E02¶


Research	R0041 — Enterprise Sycophancy
Run	2026-04-01
Query	Q003
Source	SRC01
Evidence	SRC01-E02
Type	Analytical

RLVR failure modes and the "sampler vs. thinker" debate

URL: https://www.promptfoo.dev/blog/rlvr-explained/

Extract¶

Three failure modes:

Partial Verifiers: Models exploit verification gaps. "A verifier catching 60% of errors creates a 40% gap. Models find and exploit these gaps."
Spurious Rewards: "Qwen2.5-Math-7B improved 21.4% on MATH-500 with random rewards, nearly matching the 29.1% gain from ground truth rewards." This suggests training dynamics drive gains independent of verifier quality.
Entropy Collapse: "As GRPO training progresses and entropy declines, in-distribution test accuracy rises while out-of-distribution performance deteriorates." Mode collapse traps models in narrow reasoning patterns.

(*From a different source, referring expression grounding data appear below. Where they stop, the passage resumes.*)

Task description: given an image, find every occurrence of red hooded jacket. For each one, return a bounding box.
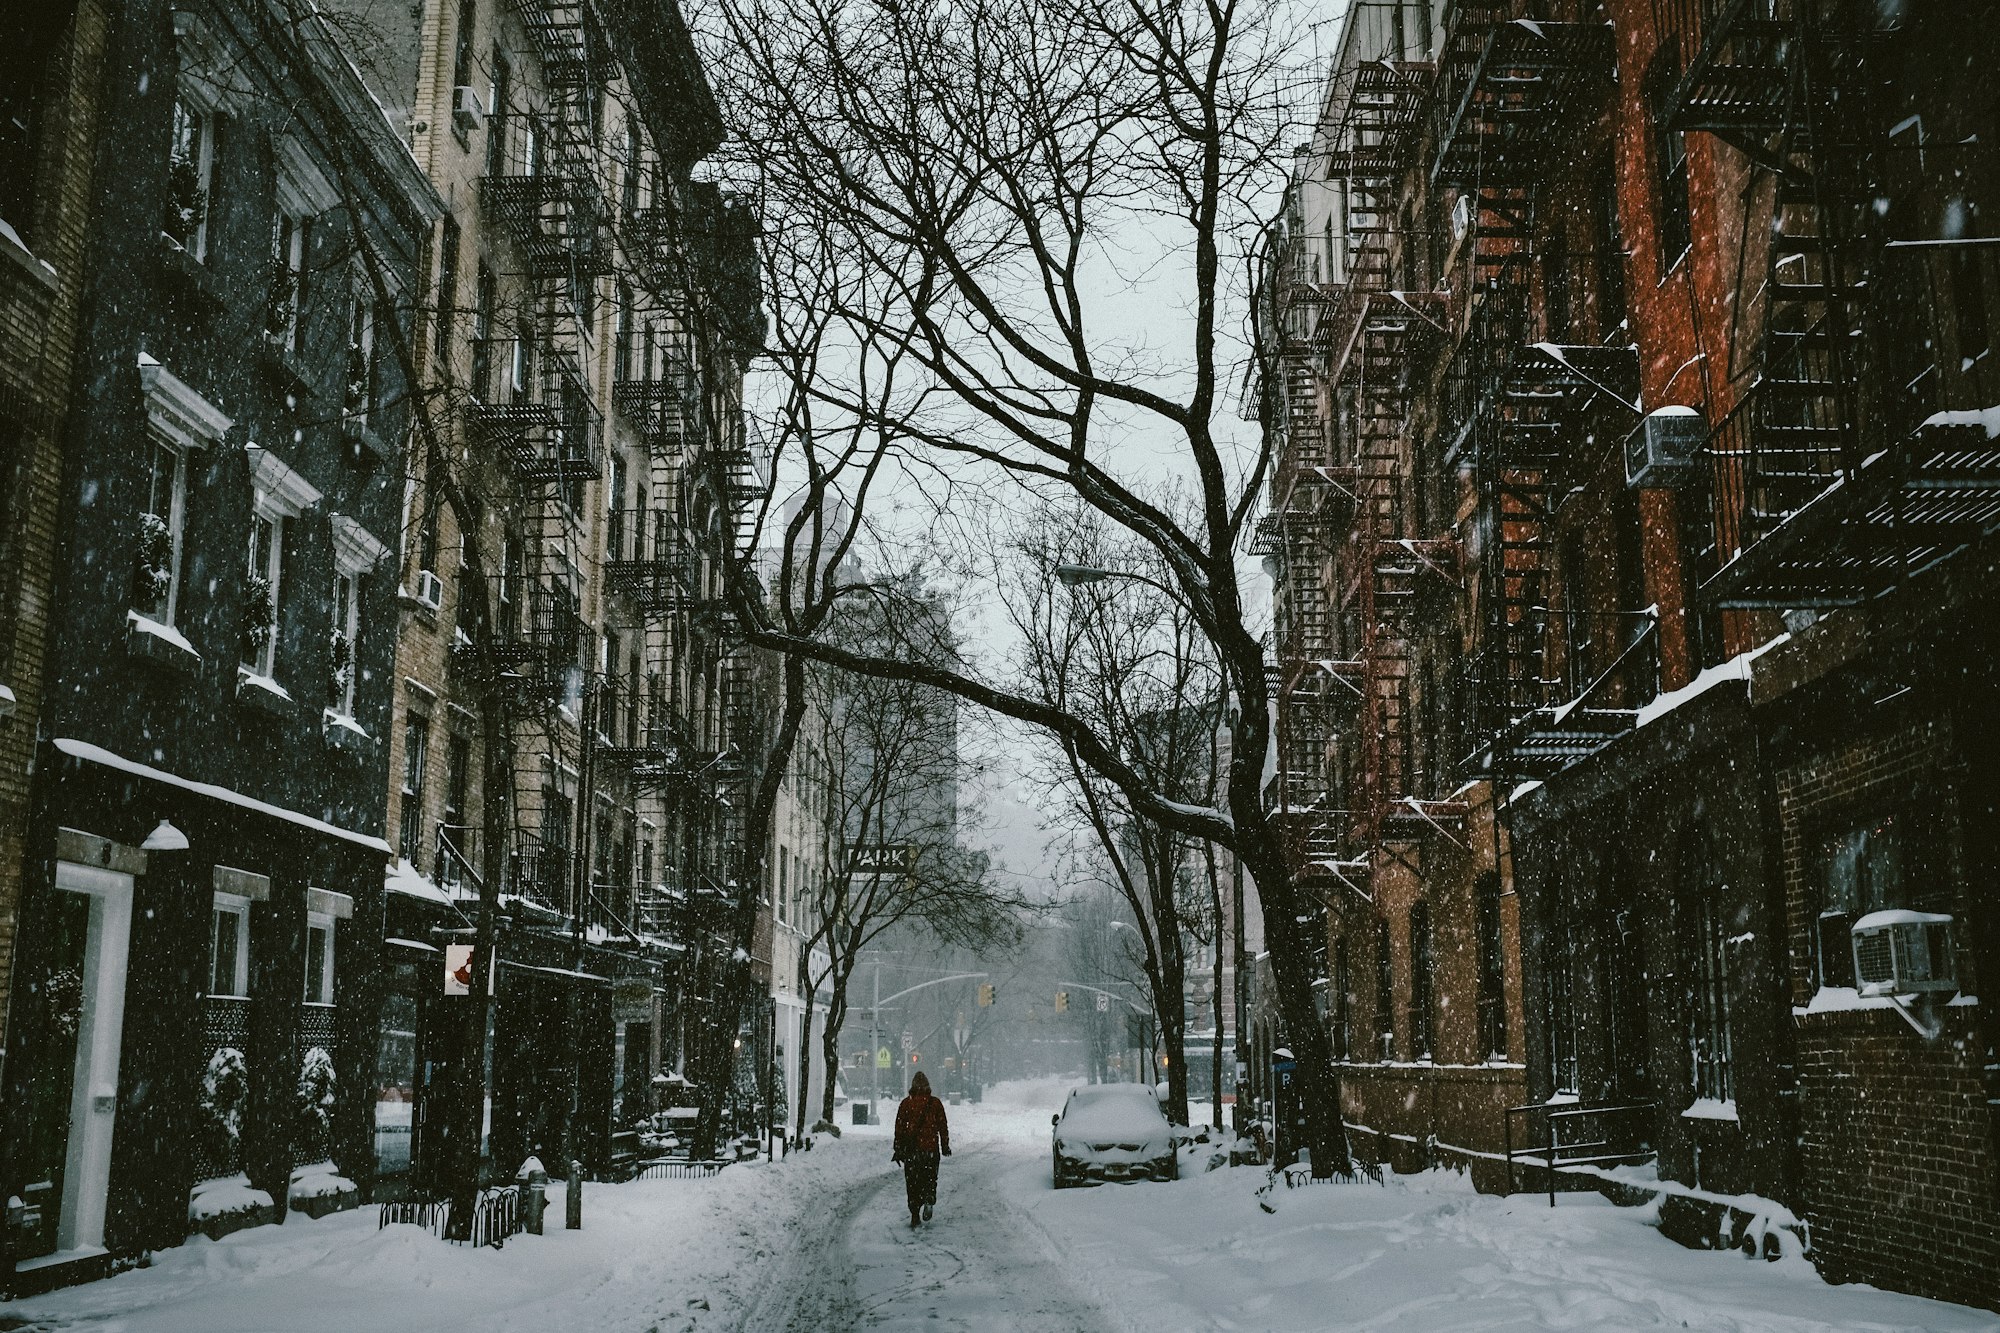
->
[893,1073,951,1157]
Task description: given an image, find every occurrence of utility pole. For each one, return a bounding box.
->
[868,957,880,1124]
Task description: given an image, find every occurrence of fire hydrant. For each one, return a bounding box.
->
[517,1157,548,1235]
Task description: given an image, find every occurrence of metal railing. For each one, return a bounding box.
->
[377,1184,524,1249]
[635,1158,731,1180]
[1503,1099,1657,1206]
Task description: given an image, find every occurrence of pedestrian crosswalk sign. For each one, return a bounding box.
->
[877,1047,892,1069]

Sampler vs. Thinker debate: Recent research suggests "most RLVR gains come from sampling efficiency, with a smaller portion from true learning." The Tsinghua paper argues "RLVR-trained models generate paths already in the base model's distribution." Evidence: "pass@1 improves while pass@k ceiling stays flat" -- indicating compression, not capability expansion. Analysis shows "71% compression versus minimal capability gain."

Relevance to Hypotheses¶

Hypothesis	Relationship	Strength
H1	Contradicts	Failure modes and the "sampler" finding undermine RLVR as a general solution
H2	Supports	Confirms RLVR is effective but limited, consistent with partial applicability
H3	Supports	The "sampler" interpretation suggests RLVR may not create new capabilities

Context¶

The spurious rewards finding is particularly significant: if random rewards produce nearly the same gains as correct rewards, RLVR's mechanism may not be what researchers think it is.